Untuk mewujudkannya, Kementerian Keuangan juga menata ulang etika pelayanan publik. Petugas pajak diwajibkan tampil ramah, menjelaskan dengan sabar, dan memberi ruang klarifikasi sebelum mengambil tindakan hukum. “Pajak adalah wajah negara. Kalau wajah itu ramah, rakyat akan percaya,” kata Purbaya dalam kesempatan terpisah.
(Sumber: Tempo, 25 Oktober 2025)
Namun, ketegasan tetap menjadi fondasi utama. Bagi mereka yang dengan sengaja mengemplang pajak miliaran rupiah, memindahkan aset ke luar negeri, atau bermain di wilayah abu-abu transaksi tambang, Kemenkeu menyiapkan jalur hukum yang tegas dan transparan. Tidak ada kompromi untuk pelanggaran besar, sebab di situlah letak keadilan sesungguhnya.
Langkah itu mendapat dukungan publik. Banyak kalangan menilai pendekatan soft power ini sejalan dengan semangat negara modern yang menegakkan hukum tanpa kekerasan. Seorang pelaku UMKM di Depok bahkan berkata, “Kalau pajak ditarik dengan cara yang sopan dan jelas manfaatnya, kami akan bayar dengan hati senang.”

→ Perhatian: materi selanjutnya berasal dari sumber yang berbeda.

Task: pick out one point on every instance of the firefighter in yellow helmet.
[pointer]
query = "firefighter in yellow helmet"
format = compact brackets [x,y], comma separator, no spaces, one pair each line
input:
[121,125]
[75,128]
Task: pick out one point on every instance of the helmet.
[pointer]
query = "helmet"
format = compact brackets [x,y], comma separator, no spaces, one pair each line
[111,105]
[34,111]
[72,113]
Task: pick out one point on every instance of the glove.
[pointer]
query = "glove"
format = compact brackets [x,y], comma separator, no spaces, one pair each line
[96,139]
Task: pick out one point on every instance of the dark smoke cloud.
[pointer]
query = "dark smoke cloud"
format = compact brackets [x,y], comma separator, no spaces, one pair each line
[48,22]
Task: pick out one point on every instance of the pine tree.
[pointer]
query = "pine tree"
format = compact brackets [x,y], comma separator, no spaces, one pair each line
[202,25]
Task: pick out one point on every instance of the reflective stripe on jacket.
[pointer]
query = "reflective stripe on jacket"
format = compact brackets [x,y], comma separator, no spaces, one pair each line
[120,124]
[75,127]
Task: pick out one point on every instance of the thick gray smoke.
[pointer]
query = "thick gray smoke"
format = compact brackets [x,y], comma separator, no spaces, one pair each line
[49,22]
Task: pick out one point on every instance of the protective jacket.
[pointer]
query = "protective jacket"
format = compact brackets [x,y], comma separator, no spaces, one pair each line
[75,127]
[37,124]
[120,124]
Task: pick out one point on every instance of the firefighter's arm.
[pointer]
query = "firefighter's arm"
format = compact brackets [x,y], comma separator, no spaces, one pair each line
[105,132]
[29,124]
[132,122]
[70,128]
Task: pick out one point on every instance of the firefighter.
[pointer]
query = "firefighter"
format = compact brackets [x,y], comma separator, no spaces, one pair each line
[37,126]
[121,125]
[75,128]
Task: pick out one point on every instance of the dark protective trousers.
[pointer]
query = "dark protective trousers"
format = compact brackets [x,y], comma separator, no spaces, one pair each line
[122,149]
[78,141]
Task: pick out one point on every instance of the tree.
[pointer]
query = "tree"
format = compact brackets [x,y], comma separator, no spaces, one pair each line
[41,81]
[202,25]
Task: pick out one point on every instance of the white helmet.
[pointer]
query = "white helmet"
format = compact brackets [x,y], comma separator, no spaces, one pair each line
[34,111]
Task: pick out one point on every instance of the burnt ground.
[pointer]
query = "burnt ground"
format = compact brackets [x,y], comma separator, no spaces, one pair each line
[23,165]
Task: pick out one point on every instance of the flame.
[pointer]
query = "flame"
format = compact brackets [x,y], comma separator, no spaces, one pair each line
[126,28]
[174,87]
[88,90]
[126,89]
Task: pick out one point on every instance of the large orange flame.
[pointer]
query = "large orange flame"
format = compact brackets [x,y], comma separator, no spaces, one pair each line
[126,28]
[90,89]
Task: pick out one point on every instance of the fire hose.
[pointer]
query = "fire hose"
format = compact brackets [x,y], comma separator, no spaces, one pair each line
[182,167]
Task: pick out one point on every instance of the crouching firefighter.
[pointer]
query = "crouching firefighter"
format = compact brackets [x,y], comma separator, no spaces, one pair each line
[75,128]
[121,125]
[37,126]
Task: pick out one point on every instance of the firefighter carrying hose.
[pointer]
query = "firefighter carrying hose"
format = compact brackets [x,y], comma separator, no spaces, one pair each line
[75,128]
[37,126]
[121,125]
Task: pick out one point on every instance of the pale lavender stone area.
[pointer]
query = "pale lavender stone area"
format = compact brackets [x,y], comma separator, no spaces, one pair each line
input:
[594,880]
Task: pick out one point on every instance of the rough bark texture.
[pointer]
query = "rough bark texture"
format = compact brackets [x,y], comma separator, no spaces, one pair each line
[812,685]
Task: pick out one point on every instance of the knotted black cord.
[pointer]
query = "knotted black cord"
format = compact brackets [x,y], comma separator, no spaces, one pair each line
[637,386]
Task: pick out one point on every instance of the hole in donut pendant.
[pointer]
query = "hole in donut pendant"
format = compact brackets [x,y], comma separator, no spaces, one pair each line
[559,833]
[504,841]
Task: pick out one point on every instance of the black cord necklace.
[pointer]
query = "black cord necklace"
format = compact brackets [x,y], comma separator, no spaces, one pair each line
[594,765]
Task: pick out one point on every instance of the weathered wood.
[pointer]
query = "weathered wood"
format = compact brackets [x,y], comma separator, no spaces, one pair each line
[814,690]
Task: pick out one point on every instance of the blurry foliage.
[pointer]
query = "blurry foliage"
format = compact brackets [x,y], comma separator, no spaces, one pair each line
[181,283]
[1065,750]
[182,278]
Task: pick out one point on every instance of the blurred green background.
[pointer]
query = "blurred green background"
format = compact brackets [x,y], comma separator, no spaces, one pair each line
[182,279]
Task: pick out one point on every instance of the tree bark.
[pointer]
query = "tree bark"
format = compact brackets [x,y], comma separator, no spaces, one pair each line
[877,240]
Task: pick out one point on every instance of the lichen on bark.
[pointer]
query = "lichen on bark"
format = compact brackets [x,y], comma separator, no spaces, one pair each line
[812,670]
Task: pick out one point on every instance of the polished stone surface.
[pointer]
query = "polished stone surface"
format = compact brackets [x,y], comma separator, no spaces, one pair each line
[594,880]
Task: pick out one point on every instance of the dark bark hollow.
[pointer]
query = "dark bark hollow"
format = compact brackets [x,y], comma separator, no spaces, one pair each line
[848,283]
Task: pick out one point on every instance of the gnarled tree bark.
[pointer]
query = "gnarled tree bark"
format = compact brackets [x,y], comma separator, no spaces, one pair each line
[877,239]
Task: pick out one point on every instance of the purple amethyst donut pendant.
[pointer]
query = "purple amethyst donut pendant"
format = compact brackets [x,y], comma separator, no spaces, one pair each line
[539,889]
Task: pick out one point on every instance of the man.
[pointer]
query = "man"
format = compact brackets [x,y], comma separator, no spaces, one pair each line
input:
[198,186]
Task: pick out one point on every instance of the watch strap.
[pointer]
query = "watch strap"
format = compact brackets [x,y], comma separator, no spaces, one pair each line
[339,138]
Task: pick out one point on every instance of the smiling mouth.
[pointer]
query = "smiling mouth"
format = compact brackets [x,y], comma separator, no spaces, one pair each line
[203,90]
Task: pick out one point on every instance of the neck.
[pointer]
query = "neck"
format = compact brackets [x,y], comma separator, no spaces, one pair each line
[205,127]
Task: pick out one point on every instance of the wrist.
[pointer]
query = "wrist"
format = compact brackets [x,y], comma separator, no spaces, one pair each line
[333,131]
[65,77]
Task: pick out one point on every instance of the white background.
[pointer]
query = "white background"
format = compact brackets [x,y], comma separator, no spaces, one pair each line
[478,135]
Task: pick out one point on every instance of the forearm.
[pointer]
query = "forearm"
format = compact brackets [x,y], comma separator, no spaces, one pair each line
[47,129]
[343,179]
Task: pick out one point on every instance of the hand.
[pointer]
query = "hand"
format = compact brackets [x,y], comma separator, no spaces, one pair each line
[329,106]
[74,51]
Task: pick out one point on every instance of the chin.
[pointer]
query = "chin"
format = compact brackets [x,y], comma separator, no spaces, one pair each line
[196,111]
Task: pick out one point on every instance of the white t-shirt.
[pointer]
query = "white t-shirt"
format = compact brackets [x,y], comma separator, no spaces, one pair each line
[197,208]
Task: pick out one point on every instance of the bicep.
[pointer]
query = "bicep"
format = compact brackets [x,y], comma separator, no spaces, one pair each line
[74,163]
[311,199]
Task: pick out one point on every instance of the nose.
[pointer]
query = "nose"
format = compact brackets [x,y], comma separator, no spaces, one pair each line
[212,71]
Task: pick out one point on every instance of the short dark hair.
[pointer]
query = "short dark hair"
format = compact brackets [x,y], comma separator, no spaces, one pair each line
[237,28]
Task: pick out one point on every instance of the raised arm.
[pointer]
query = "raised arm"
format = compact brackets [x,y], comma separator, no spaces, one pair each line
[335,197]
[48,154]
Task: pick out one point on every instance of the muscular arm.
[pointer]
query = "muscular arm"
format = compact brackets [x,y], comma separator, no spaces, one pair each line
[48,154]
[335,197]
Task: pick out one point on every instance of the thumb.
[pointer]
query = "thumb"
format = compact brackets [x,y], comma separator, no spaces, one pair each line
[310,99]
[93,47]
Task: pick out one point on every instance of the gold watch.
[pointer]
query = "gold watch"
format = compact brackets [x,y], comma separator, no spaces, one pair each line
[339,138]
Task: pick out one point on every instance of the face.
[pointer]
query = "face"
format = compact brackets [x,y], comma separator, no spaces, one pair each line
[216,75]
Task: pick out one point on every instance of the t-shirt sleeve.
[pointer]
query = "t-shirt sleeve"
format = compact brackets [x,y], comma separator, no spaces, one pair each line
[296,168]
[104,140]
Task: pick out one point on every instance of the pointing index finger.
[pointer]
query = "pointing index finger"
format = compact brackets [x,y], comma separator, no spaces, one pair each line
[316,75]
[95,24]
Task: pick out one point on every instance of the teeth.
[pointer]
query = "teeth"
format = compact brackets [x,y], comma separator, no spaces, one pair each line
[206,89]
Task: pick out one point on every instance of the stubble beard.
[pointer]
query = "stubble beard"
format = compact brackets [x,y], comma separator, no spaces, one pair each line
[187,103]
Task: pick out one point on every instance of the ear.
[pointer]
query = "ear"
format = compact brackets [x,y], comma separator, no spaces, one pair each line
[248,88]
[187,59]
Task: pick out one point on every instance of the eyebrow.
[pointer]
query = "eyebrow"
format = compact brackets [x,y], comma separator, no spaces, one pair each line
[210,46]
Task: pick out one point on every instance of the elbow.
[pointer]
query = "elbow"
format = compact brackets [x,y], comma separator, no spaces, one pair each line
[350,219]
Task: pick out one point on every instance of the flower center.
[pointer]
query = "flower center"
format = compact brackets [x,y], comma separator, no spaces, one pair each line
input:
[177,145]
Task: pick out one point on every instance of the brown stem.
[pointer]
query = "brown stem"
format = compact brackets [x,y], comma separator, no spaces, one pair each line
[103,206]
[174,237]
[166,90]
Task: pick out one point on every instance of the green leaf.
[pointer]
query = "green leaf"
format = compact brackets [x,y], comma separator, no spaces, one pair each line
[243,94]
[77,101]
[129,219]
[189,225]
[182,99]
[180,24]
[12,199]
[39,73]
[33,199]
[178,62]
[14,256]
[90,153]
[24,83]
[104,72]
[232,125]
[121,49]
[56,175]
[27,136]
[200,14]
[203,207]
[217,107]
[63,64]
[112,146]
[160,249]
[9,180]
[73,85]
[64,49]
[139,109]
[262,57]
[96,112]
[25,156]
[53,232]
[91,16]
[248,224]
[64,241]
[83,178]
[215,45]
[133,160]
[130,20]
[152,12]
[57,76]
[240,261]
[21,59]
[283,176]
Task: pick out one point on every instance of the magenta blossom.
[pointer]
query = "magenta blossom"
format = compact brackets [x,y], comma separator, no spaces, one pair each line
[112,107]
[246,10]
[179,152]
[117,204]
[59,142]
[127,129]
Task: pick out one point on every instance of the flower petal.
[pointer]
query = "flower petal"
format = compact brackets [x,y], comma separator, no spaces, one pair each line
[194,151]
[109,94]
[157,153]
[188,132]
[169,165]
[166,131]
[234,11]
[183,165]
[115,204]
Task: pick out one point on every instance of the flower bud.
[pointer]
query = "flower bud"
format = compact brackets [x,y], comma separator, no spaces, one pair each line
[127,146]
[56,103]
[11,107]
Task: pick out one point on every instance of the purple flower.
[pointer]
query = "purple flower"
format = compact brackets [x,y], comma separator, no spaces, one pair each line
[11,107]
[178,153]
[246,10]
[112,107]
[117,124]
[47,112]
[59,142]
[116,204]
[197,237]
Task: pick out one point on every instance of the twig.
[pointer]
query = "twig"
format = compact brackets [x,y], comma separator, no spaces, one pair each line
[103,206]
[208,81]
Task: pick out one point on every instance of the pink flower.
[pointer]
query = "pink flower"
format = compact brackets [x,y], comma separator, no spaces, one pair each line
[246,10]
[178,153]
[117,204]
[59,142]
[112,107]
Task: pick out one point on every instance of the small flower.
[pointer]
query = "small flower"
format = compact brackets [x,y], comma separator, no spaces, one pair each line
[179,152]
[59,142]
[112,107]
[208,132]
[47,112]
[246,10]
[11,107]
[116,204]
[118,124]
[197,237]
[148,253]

Di mata pengamat kebijakan publik, arah reformasi ini merupakan reposisi negara dari penguasa menjadi pelayan. Pajak tidak lagi menjadi alat tekanan, tetapi alat partisipasi. Ia menjadi cermin baru dari cara negara memperlakukan warganya: dengan hormat, keadilan, dan akal sehat.
(Sumber: The Jakarta Post, 25 Oktober 2025)
Ketika konferensi pers usai, Purbaya menutup pembicaraan dengan kalimat sederhana namun kuat: “Kita semua ingin negara ini maju, tapi jangan sampai cara kita mundur.” Ucapannya disambut tepuk tangan ringan, tapi sarat makna. Di wajahnya, terpancar keyakinan bahwa reformasi pajak bukan sekadar mengubah sistem, melainkan mengubah cara pandang negara terhadap rakyatnya.
Jika langkah ini benar dijalankan, Indonesia boleh berharap pada babak baru peradaban fiskal: di mana ketegasan berdiri sejajar dengan keadilan, dan profesionalisme menggantikan rasa takut. Saat itu tiba, pajak bukan lagi alat penagihan, melainkan wujud kepercayaan untuk membangun negeri bersama.